A const OEGraphMol, OEMol, or OEQMol no longer results in a compilation error when using the following generic data getters that should have been previously marked const in the header file: GetBoolData, GetIntData, GetFloatData, GetDoubleData, and GetStringData.
- OESplitMolComplexOptions::SetSplitCovalentCofactors and OESplitMolComplexOptions::GetSplitCovalentCofactors methods have been added to control the splitting of covalent cofactors from a macromolecular complex.
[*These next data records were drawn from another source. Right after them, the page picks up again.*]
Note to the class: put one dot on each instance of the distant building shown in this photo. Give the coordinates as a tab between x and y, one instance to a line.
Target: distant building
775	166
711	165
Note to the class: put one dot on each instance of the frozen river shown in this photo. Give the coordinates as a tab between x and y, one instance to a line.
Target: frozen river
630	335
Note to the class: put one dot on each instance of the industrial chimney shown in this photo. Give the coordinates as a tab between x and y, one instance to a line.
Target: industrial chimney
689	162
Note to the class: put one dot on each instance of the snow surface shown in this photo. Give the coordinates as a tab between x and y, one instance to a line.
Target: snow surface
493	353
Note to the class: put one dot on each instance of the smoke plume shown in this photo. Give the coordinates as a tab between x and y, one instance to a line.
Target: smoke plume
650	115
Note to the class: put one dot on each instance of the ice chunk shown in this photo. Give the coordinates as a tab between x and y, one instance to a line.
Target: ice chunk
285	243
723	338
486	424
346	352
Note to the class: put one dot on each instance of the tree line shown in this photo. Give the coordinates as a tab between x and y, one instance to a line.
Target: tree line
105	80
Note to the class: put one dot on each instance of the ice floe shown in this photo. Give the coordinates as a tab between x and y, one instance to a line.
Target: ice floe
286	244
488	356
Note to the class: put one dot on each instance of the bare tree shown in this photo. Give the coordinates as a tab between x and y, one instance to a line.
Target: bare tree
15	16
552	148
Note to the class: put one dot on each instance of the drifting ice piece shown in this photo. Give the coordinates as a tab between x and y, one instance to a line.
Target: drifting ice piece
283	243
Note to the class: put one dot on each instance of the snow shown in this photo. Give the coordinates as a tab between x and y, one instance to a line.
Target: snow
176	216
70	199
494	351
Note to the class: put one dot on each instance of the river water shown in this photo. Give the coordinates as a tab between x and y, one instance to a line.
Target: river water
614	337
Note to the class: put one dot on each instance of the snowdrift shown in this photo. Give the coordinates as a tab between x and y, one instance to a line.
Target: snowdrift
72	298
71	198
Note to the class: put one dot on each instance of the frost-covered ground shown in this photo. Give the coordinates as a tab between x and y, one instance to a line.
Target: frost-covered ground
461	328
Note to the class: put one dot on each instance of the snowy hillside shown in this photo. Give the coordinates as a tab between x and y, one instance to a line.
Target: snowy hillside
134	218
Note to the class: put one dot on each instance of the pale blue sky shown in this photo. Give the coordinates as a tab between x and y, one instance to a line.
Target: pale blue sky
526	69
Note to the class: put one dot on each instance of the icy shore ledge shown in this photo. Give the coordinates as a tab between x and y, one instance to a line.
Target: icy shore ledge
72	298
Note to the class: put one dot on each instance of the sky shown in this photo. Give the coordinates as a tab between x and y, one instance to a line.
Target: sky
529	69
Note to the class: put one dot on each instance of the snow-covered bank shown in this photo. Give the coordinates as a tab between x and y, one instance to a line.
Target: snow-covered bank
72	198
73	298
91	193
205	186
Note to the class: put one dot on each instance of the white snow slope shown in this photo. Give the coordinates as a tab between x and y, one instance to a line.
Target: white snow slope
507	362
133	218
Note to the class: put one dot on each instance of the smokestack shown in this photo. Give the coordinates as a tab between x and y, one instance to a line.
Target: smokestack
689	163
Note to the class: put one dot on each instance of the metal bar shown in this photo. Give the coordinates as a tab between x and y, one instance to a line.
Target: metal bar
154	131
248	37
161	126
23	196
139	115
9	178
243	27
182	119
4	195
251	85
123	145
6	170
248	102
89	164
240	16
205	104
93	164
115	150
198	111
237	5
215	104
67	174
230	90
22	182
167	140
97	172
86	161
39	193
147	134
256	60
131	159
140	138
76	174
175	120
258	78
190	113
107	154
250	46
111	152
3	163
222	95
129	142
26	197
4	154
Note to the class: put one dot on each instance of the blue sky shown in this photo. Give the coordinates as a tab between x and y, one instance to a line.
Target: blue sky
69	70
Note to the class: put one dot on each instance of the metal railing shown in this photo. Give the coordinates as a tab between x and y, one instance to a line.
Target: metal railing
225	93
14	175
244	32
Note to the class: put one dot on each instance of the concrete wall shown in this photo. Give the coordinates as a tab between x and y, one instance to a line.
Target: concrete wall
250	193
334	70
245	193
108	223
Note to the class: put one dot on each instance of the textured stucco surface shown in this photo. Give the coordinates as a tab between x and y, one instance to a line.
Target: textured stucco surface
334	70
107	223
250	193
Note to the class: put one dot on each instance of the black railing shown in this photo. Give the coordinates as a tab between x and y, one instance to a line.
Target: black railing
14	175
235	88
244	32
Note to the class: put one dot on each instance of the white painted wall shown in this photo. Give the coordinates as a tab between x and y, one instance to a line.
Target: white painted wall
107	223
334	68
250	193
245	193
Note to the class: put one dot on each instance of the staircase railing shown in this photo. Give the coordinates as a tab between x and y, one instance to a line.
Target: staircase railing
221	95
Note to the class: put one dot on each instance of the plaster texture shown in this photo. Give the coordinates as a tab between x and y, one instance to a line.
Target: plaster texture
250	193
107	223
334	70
The new constant OESplitMolComplexSetup::CovCofactor controls whether OEConfigureSplitMolComplexOptions sets up command-line parsing for this option.
- OEMolComplexCategorizer can now recognize a multi-residue OEAtomBondSet as a covalently attached ligand or cofactor.
- AminoAcid, a new residue database category, has been introduced. It consists of standard amino acids and common variants such as seleno-methionine. Previously, these had been listed in the category Cofactor.
- OESplitMolComplexOptions::SetWarnNoLigand and OESplitMolComplexOptions::GetWarnNoLigand methods have been added to control whether the molecular complex splitting functions generate a verbose message warning whenever a ligand is not identified.
- OEClearMolComplexSDData function has been added to remove SD tags generated by OEGetMolComplexComponents.
- OEGetAlignments has been added to deal with multiple chains in each structure. The method returns an iterator of alignments, one for each pairwise chain alignment. OEGetAlignment now returns the highest scored alignment from OEGetAlignments. OEGetSimpleAlignment is a replacement for OEGetAlignment, which only looks at the first chain in each sequence.
- OEWriteAlignment has gained a third parameter to allow varying the width of the output.
- The following methods have been added to the OESequenceAlignment class:
Minor bug fixes¶
- Titles generated by functions OESplitMolComplex and OEGetMolComplexComponents no longer contain single quotes or blank characters.
- Ongoing maintenance has been performed in the OEResidueCategoryData database used by OESplitMolComplexOptions. Residues have been removed from the Polymer and Misc lists.
- The examples have been updated to perceive residues when this is not performed by the default molecule reader activity (for example, in the case of .mol2). With this update, examples that had previously been transforming input hydrogen names from a PDB file to the new nomenclature (closecontacts, makealpha, subsetres, and swapaieres) now retain the input hydrogen names.
- Minor internal improvements have been made.